DENVER/August 19, 2020 – Morris Animal Foundation, a leader in advancing animal health, has awarded nearly $930,000 in wildlife health research grants, supporting 12 studies. The studies cover a diverse set of critical health challenges, including encephalomyocarditis virus in elephants, iron overload syndrome in rhinos and tick-borne diseases in moose.
“We are proud to fund the important work of some of the most talented wildlife scientists in the world,” said Dr. Janet Patterson-Kane, Morris Animal Foundation Chief Scientific Officer. “Their studies demonstrate a wide range of the health challenges wild animals face, but also give us hope that we can find ways to protect at-risk populations and ensure they exist for generations to come.”
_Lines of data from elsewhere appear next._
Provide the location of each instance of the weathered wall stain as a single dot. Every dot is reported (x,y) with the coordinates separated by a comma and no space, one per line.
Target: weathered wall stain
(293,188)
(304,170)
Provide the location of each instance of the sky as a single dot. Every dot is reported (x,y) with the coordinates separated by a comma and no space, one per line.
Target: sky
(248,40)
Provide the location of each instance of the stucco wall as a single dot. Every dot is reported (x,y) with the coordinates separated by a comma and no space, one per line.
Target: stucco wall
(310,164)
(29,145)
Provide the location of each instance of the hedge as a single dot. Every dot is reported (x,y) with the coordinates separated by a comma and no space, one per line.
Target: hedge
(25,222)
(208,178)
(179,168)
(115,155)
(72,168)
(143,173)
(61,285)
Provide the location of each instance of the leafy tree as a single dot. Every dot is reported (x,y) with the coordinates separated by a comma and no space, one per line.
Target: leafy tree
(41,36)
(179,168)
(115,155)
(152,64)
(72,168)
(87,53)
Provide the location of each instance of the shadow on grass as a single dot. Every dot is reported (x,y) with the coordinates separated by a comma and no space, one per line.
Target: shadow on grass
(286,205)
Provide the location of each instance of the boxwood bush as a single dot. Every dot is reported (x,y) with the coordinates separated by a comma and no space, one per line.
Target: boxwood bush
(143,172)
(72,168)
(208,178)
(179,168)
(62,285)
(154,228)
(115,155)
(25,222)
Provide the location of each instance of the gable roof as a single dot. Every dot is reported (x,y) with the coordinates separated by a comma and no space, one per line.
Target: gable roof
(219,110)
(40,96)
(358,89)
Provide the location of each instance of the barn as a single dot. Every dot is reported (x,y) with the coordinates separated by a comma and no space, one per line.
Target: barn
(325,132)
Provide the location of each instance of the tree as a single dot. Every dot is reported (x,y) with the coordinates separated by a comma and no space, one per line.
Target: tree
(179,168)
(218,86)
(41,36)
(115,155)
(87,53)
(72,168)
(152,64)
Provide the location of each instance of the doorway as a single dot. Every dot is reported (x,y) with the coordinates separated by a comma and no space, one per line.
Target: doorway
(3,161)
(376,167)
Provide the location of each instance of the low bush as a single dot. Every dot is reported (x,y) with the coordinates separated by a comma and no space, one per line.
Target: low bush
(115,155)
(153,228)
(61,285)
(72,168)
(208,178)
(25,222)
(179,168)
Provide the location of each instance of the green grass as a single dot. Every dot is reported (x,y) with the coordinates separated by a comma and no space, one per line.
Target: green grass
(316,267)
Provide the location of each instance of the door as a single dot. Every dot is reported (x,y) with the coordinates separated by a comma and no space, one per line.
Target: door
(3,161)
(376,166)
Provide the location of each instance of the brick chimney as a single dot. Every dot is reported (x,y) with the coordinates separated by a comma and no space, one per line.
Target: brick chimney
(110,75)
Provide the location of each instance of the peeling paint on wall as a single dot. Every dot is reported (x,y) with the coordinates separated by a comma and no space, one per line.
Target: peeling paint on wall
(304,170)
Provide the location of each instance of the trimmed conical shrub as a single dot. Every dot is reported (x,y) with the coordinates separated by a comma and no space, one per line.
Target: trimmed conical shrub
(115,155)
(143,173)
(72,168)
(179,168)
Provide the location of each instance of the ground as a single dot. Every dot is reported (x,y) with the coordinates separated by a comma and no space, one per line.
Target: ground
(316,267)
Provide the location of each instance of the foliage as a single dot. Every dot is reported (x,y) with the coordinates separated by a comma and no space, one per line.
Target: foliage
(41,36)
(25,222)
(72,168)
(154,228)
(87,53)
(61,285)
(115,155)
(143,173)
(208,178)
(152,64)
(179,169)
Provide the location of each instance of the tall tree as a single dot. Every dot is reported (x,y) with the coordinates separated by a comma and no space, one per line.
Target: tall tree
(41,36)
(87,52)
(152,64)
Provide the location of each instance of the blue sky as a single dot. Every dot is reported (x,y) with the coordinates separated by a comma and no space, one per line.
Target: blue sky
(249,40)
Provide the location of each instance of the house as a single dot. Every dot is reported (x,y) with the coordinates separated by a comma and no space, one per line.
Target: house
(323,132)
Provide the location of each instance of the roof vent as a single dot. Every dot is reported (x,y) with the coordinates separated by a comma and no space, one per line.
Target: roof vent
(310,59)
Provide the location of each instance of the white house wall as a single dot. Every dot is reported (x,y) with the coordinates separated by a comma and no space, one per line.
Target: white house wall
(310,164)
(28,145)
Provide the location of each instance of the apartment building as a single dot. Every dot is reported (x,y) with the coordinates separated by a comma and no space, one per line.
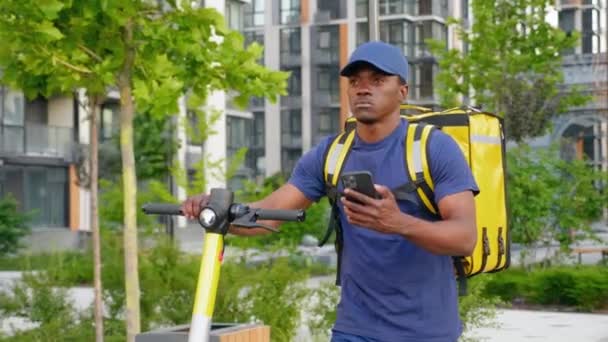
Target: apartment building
(42,141)
(586,66)
(41,158)
(312,40)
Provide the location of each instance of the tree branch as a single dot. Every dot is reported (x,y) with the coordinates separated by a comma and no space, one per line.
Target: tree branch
(90,53)
(65,63)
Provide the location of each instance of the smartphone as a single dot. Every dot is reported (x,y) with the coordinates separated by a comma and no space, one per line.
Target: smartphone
(360,181)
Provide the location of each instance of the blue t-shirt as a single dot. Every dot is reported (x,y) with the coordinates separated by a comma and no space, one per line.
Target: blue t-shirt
(393,290)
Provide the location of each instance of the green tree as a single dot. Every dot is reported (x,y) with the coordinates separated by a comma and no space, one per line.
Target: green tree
(552,199)
(13,226)
(512,66)
(152,52)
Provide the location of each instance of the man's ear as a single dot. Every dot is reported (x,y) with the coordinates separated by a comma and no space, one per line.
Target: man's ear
(404,91)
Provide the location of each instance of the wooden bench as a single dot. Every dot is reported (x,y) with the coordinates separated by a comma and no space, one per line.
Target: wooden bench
(586,250)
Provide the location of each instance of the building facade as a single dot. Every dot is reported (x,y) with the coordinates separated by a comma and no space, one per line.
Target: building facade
(312,40)
(585,128)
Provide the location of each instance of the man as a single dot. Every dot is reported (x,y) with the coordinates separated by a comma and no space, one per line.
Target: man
(397,275)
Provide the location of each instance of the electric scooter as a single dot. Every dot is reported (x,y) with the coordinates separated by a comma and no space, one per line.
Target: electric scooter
(216,218)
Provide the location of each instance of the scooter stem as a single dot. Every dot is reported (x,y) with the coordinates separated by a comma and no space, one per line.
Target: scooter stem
(206,288)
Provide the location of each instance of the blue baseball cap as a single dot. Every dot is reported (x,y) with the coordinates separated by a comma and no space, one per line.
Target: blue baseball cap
(381,55)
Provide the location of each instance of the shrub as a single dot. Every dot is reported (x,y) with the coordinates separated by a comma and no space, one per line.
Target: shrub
(13,226)
(584,288)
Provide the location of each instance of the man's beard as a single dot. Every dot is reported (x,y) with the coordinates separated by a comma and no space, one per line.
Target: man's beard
(367,121)
(366,118)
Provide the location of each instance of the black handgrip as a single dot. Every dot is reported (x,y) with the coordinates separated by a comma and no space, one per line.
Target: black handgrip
(162,209)
(280,215)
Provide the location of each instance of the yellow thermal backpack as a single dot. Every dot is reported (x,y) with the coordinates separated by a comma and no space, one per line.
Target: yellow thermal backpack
(480,135)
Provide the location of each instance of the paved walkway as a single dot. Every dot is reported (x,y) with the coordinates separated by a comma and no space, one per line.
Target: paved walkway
(521,325)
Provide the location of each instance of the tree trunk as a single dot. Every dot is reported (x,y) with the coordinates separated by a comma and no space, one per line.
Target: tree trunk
(94,102)
(129,182)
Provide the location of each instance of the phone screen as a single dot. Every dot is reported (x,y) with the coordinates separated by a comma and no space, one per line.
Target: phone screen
(360,181)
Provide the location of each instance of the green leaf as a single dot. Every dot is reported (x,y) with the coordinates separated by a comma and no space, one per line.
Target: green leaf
(47,28)
(50,8)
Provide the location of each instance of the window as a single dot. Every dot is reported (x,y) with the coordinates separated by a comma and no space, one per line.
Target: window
(234,16)
(290,11)
(583,140)
(40,190)
(291,139)
(328,122)
(465,9)
(387,7)
(590,34)
(433,7)
(109,123)
(429,29)
(362,33)
(335,8)
(12,121)
(327,45)
(254,13)
(566,20)
(257,151)
(566,23)
(398,33)
(294,83)
(238,134)
(255,37)
(425,73)
(362,9)
(291,46)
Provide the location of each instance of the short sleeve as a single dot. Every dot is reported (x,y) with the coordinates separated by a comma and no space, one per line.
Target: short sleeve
(307,175)
(449,169)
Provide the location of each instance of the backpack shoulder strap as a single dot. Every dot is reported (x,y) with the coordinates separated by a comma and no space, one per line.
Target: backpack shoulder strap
(335,156)
(417,163)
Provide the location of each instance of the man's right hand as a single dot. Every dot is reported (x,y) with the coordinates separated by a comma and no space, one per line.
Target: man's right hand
(192,206)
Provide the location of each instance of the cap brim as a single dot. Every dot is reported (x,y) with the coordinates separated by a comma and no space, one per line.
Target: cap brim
(353,66)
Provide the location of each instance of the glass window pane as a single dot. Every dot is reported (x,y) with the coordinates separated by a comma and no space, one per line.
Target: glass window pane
(566,20)
(14,105)
(13,139)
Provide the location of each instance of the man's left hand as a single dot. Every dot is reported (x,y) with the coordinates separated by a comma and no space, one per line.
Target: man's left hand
(382,215)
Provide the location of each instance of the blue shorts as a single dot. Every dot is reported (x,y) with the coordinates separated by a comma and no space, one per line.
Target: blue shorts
(337,336)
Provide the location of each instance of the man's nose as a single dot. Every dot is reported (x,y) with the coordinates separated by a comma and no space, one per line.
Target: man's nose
(363,88)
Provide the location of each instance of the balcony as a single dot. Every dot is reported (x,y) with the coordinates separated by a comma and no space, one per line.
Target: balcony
(291,101)
(326,99)
(290,59)
(326,56)
(36,140)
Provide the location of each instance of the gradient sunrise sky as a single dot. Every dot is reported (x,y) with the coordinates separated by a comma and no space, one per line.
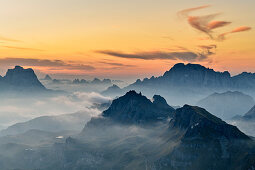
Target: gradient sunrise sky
(126,38)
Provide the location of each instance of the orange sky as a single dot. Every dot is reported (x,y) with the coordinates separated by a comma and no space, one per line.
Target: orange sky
(134,38)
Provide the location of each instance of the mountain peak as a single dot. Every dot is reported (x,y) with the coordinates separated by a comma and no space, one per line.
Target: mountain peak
(199,123)
(133,107)
(250,113)
(21,79)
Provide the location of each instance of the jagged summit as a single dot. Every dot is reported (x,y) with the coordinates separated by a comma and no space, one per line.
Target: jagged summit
(250,113)
(201,124)
(21,79)
(135,108)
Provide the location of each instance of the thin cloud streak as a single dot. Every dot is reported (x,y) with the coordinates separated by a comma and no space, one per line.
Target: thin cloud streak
(236,30)
(8,39)
(160,55)
(185,12)
(56,64)
(23,48)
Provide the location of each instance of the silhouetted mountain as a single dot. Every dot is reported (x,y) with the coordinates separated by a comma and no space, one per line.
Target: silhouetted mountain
(20,79)
(201,124)
(244,80)
(250,114)
(191,82)
(136,108)
(191,139)
(228,104)
(113,90)
(47,77)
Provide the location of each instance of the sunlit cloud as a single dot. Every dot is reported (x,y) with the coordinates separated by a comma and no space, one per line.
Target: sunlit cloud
(236,30)
(160,55)
(49,64)
(186,12)
(8,39)
(206,24)
(217,24)
(23,48)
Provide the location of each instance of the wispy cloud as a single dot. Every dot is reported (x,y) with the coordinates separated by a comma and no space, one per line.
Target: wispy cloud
(236,30)
(186,12)
(23,48)
(217,24)
(160,55)
(51,64)
(8,39)
(116,64)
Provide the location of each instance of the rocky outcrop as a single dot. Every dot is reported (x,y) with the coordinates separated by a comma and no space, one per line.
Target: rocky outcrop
(136,108)
(250,114)
(199,123)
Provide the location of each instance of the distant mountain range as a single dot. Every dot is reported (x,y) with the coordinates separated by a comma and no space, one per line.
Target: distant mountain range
(250,114)
(228,104)
(20,79)
(189,83)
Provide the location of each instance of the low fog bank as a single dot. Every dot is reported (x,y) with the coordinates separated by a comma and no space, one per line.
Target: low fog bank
(22,108)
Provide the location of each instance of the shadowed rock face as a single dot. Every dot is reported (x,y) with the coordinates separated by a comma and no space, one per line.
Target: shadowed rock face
(195,75)
(199,123)
(21,79)
(135,108)
(192,139)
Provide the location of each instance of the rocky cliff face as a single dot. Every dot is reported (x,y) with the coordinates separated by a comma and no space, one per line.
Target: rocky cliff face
(21,79)
(195,75)
(199,123)
(136,108)
(250,114)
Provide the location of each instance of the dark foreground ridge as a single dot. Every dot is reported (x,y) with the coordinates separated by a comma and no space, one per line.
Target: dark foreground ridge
(189,138)
(136,108)
(20,79)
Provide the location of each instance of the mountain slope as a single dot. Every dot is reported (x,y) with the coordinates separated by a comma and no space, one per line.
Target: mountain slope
(228,104)
(20,79)
(192,139)
(189,83)
(135,108)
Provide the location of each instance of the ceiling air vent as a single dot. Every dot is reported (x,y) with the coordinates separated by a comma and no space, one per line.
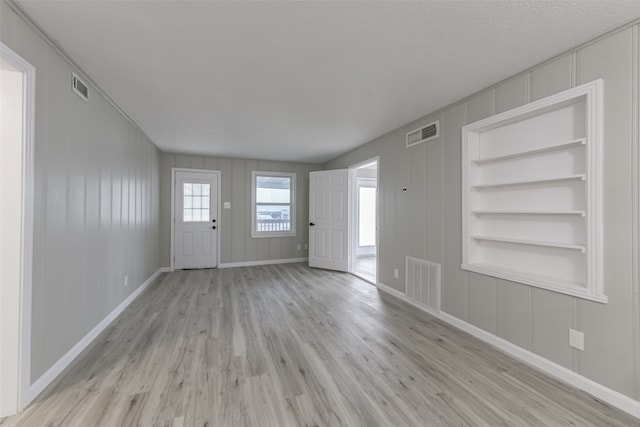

Through this year’s grants, the Foundation is supporting teams at 11 universities and institutions, including the Smithsonian Institution, the University of Florida and the University of Denver. The Foundation’s Wildlife Scientific Advisory Board reviewed all submitted grant applications and selected, based on scientific merit and impact, the studies with the greatest potential to save lives, preserve health and advance veterinary care. Wildlife studies funded for 2020 include:
Understanding Gut Microbiota and Health in Black Rhinoceros
Researchers will investigate the role diet and gut microbiota plays in both health and disease sensitivity in critically endangered southern black rhinoceros. Findings will provide much-needed reference data for conservation populations of southern black rhinoceroses in human care as well as inform improved diets and health monitoring to keep these valuable and charismatic animals healthy and thriving.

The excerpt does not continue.